そこには誰もが体にのしかかる圧倒的な恐怖にその場に膝を突いて体を震わす中、チビモンの支えがありながらも唯一立ってヴェノムヴァンデモンに立ち向かう姿勢を見せる守谷君の姿があった。

 ……守谷君はやっぱり凄い。もうD3を壊されて戦う事が出来なくなってるのにそれでもまだ全然諦めてない。
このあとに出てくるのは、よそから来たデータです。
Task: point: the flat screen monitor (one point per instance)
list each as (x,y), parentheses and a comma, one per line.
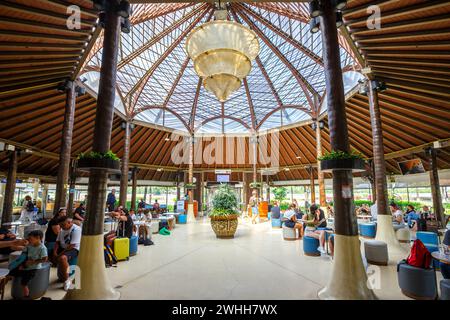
(411,166)
(223,178)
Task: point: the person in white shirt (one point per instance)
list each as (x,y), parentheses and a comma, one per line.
(374,211)
(66,248)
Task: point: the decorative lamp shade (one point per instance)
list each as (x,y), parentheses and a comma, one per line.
(222,52)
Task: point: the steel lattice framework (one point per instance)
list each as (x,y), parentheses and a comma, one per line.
(156,82)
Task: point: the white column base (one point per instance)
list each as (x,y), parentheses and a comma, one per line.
(91,281)
(386,233)
(348,279)
(191,216)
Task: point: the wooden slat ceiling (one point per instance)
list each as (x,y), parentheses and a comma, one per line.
(410,54)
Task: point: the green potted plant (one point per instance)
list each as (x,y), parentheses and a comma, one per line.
(98,160)
(190,186)
(339,160)
(224,214)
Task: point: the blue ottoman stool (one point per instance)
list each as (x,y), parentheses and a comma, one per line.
(368,230)
(310,246)
(133,245)
(182,218)
(445,289)
(38,285)
(276,223)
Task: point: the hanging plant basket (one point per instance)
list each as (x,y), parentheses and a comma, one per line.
(255,185)
(87,164)
(356,165)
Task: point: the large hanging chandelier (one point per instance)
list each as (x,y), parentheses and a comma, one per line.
(222,52)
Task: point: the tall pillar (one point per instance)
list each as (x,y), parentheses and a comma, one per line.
(72,180)
(124,167)
(66,147)
(10,187)
(435,187)
(320,174)
(45,201)
(348,279)
(191,216)
(95,283)
(385,231)
(133,188)
(312,185)
(35,189)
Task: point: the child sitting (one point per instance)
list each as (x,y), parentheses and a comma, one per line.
(34,254)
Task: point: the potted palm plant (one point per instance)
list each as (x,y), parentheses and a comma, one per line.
(98,160)
(339,160)
(224,214)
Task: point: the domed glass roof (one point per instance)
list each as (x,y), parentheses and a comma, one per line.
(157,84)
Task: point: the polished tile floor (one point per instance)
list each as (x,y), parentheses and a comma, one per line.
(257,264)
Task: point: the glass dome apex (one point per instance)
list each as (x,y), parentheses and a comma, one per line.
(157,83)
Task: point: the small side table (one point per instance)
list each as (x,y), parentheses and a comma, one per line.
(3,281)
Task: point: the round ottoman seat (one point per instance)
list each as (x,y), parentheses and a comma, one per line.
(38,285)
(445,289)
(403,235)
(368,230)
(289,233)
(276,223)
(376,252)
(310,246)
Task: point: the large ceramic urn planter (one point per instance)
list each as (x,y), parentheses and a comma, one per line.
(106,164)
(224,226)
(356,165)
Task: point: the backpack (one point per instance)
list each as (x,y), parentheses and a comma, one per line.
(419,256)
(110,258)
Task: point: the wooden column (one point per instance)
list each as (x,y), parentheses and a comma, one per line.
(133,188)
(72,180)
(10,187)
(312,185)
(124,166)
(378,152)
(66,147)
(320,174)
(348,279)
(95,284)
(435,187)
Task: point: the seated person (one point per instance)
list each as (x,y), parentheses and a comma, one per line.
(141,204)
(9,243)
(78,215)
(156,206)
(316,219)
(36,253)
(66,248)
(290,220)
(275,212)
(125,223)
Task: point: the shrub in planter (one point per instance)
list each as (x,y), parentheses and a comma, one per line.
(98,160)
(224,215)
(339,160)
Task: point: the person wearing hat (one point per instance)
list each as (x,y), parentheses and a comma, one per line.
(291,220)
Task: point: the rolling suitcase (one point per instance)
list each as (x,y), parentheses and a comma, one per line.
(121,247)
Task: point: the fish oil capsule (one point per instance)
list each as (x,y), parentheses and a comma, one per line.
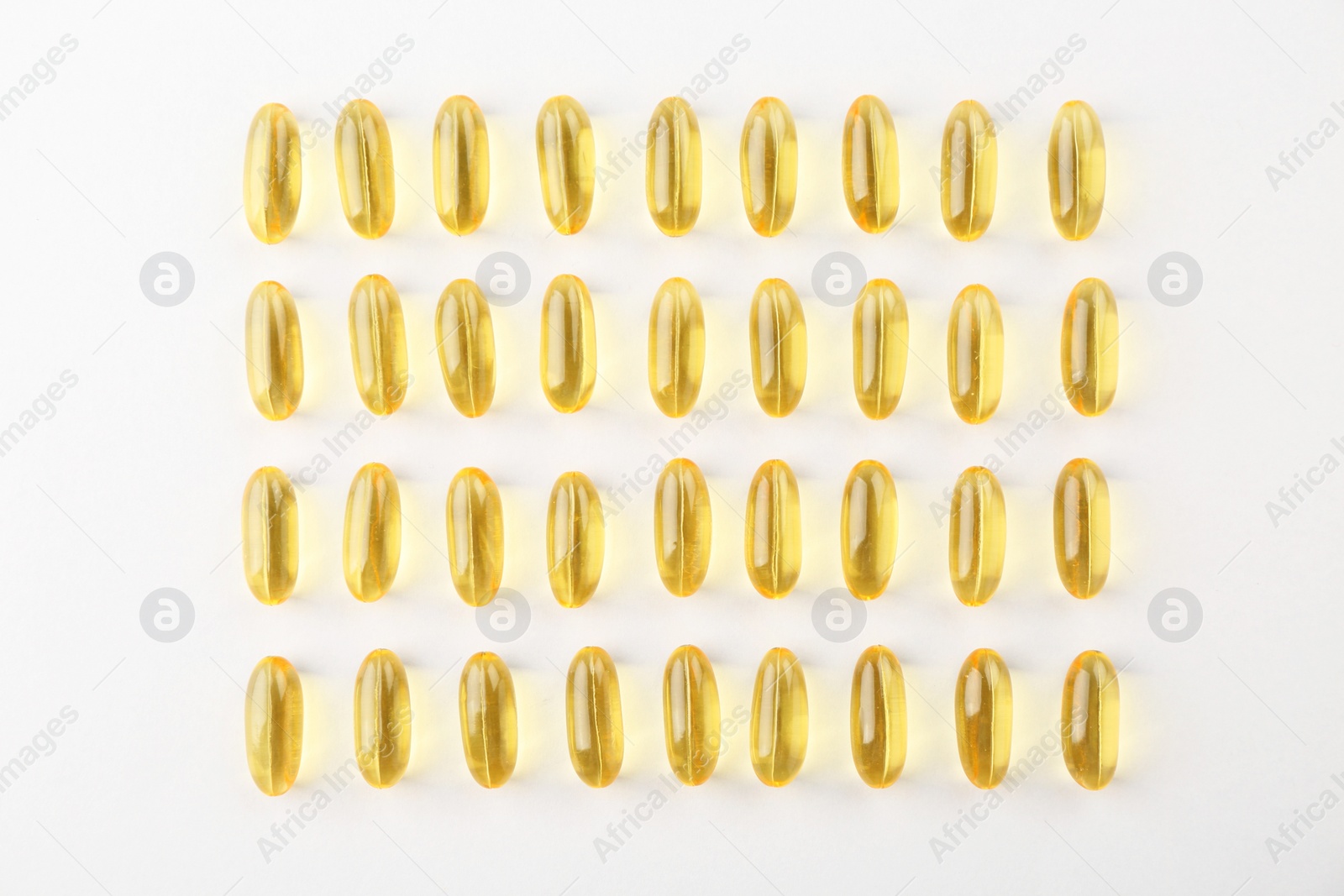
(373,544)
(969,170)
(273,726)
(475,537)
(769,163)
(779,347)
(365,168)
(974,355)
(270,535)
(568,163)
(465,336)
(773,531)
(691,715)
(880,344)
(779,719)
(273,168)
(878,718)
(382,719)
(378,344)
(682,527)
(1082,528)
(984,718)
(490,719)
(593,705)
(1089,355)
(461,165)
(672,167)
(569,344)
(676,347)
(1090,719)
(1075,163)
(275,351)
(978,533)
(575,539)
(869,168)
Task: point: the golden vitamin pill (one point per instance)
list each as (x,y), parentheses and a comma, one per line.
(568,163)
(1090,719)
(575,539)
(273,726)
(984,718)
(273,168)
(365,168)
(593,710)
(490,719)
(672,167)
(373,544)
(779,719)
(769,163)
(1075,163)
(382,719)
(1082,528)
(691,715)
(270,535)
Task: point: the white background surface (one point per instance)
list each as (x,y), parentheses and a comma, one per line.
(134,484)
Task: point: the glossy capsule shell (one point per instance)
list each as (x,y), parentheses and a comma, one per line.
(382,719)
(984,718)
(273,168)
(365,168)
(568,163)
(769,163)
(273,726)
(969,170)
(593,711)
(373,546)
(672,167)
(1082,528)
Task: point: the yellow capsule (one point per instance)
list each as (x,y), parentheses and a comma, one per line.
(593,710)
(880,344)
(490,719)
(568,163)
(378,344)
(869,167)
(769,163)
(779,347)
(773,531)
(1090,719)
(984,718)
(575,539)
(1089,355)
(978,533)
(275,351)
(373,544)
(270,535)
(365,168)
(969,170)
(1082,528)
(273,726)
(475,537)
(382,719)
(878,718)
(461,165)
(682,527)
(465,336)
(273,168)
(974,355)
(779,719)
(672,167)
(691,715)
(1075,163)
(569,344)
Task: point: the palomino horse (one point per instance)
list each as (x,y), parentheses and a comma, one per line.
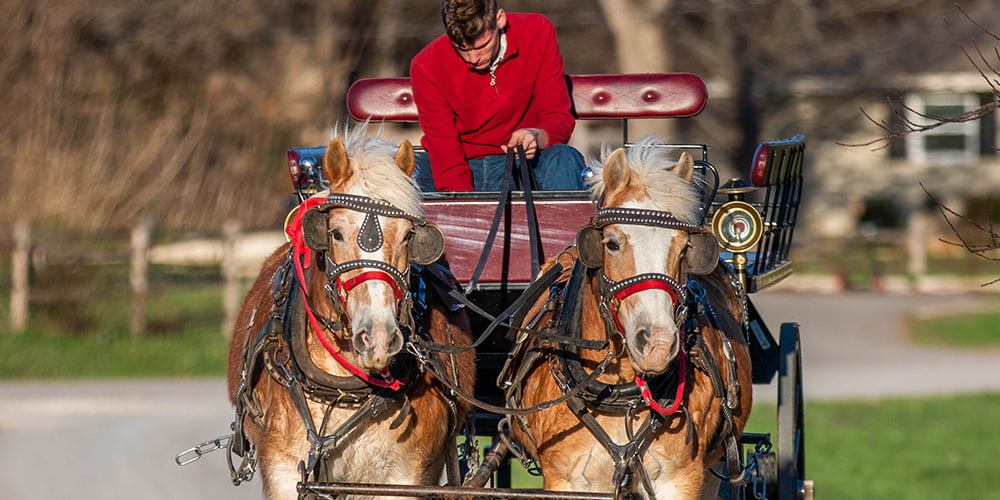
(655,388)
(317,369)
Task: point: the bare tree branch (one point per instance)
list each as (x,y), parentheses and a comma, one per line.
(904,113)
(978,249)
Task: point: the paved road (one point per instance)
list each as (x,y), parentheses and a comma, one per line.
(854,345)
(117,440)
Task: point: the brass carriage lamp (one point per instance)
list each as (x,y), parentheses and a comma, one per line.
(737,225)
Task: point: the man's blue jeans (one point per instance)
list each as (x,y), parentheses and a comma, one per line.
(557,168)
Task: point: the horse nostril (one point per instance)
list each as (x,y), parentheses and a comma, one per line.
(359,341)
(396,344)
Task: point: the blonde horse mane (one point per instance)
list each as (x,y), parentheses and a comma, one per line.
(376,174)
(650,166)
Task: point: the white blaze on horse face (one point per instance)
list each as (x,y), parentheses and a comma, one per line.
(371,305)
(647,317)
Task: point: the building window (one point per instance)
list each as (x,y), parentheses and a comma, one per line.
(949,144)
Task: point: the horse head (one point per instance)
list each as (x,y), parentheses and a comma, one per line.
(644,241)
(365,234)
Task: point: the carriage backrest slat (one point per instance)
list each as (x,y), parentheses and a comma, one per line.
(777,169)
(595,97)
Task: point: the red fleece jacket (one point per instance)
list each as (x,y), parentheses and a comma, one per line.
(464,117)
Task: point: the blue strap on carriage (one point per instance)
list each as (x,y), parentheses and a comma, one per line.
(698,300)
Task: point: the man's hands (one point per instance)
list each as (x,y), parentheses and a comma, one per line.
(531,139)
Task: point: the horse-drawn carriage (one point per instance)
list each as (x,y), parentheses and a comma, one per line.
(620,366)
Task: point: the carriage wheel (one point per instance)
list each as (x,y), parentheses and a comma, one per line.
(791,421)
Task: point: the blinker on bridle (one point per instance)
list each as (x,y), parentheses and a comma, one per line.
(591,251)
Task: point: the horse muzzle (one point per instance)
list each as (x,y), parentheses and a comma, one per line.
(376,346)
(652,349)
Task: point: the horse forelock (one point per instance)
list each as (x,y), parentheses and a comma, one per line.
(650,182)
(375,172)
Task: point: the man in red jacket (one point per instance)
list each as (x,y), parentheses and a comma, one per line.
(495,80)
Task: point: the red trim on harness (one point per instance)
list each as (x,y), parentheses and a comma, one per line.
(373,275)
(301,254)
(647,395)
(647,285)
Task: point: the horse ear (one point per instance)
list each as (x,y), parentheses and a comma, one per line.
(684,167)
(589,246)
(702,254)
(335,162)
(404,158)
(616,172)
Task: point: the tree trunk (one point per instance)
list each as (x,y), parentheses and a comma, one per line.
(19,276)
(640,47)
(139,275)
(230,277)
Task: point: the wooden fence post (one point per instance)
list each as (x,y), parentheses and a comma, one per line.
(139,275)
(20,261)
(230,277)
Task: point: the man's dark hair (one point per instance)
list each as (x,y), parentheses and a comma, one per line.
(466,20)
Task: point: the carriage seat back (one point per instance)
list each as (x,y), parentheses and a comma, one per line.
(595,97)
(777,173)
(465,218)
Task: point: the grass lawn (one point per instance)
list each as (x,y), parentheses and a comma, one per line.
(900,448)
(890,449)
(962,330)
(184,339)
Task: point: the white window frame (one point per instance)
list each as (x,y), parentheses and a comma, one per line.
(916,144)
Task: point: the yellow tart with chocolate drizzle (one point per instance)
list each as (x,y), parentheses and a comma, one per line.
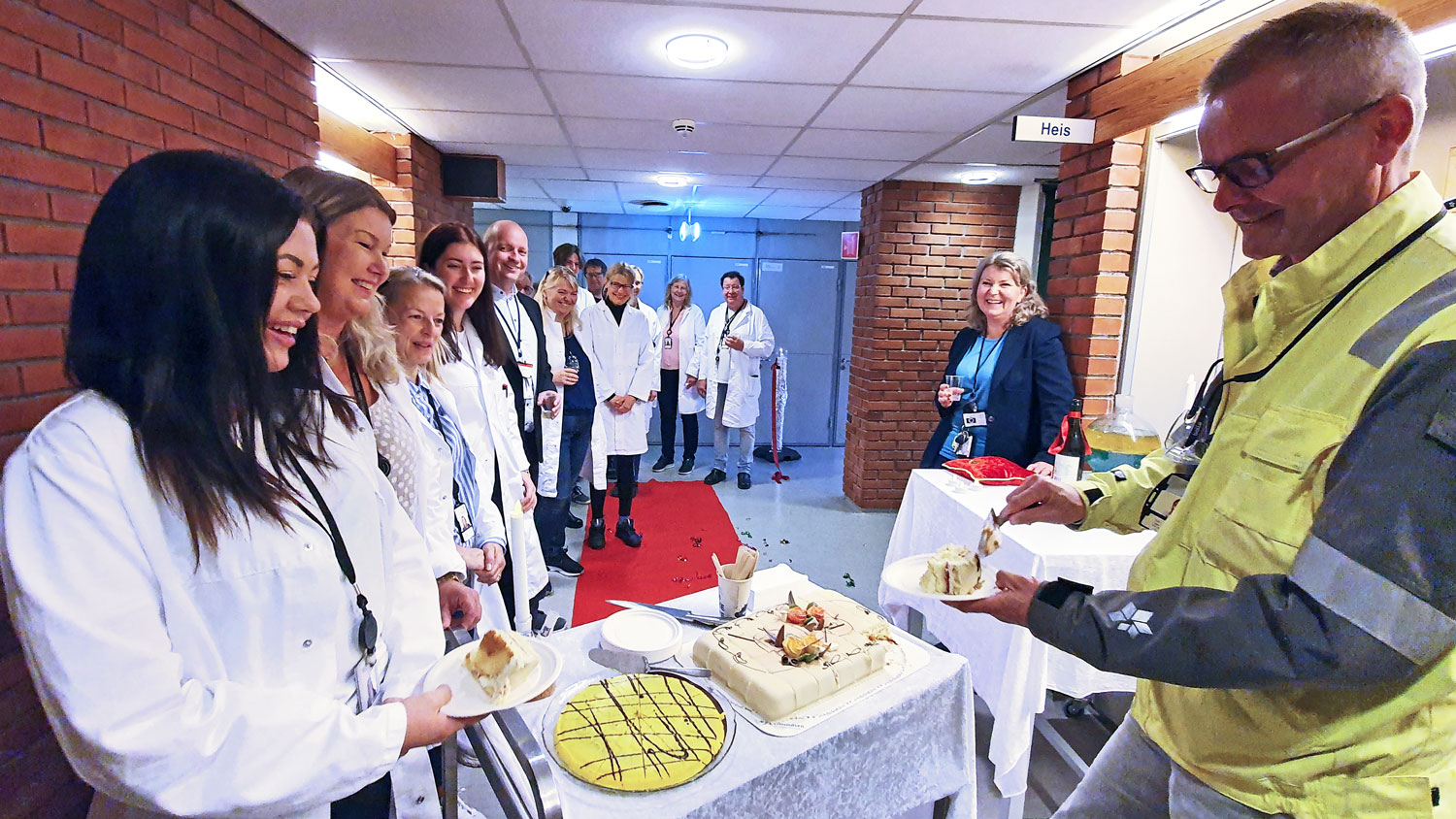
(640,732)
 ……そんな守谷君が諦めて無いのにまだ戦う力が残ってる私達が諦める訳にはいかない!

 

 ――――そんな事を考えていた時だった。

 

 

「……強情な奴らだ。これを見てまだ全員が絶望しない、か」

 

 

 ヴェノムヴァンデモンが溜息を付きながら私達にそう投げかける。

そんなヴェノムヴァンデモンの言葉に答えるようにウォーグレイモン達は再びヴェノムヴァンデモンに向かって行く。

 

 

「当然だ! オレ達は絶対に諦めない!」

 

「タケル達の世界を……デジタルワールドをオマエの好きにはさせない!」

 

「何があってもイオリ達を守るだぎゃ!!」

 

 

 ブラキモン達はそれぞれ覚悟を示しながらヴェノムヴァンデモンに攻撃を仕掛けるが、ヴェノムヴァンデモンは防御すらせずそれらを鬱陶しそうに眺めるだけだった、が、何かを思い付いたのか、口元をニヤ付かせながら視線をブラキモン達から私達の方に向けた。

 

 

「――ならば順番を変えるとしよう」

 

「な! ――――やめろ!! オマエの相手はオレ達だ!!!」

 

「クックック……心配するな、殺しはしない。オレだって一瞬で選ばれし子供達を殺そうなんて思っていない。――ただ順番を変えるだけさ!

 

 

 そう言いながらヴェノムヴァンデモンは自分の両目を光らせ始めた。

 

 

 

「な――――その技は!? どうしてその形態で……!?」

 

 

 

 守谷君はそんなヴェノムヴァンデモンの行動を見て、心底驚愕したような反応を見せた。

……守谷君はヴェノムヴァンデモンが今から何をしようとしているのか分かっているの?

 

 

「オマエ達には一時の希望を――理想の世界を見せてやる。

だが安心しろ。オレが全てを終えた暁には元の世界へ戻してやるよ。

――――そして現実に戻った時に知るといい。

もう自分を守るモノも守りたかった世界も何も無い一片の希望も無い絶望の現実を――!!」

 

「やめろー!!」

 

 

 エンジェウーモン達が私達の盾になろうと向かって来るけど、間に合わない!

 

 

『マインドイリュージョン!!』

 

 

 ヴェノムヴァンデモンの目から放たれる光に私達は包まれた。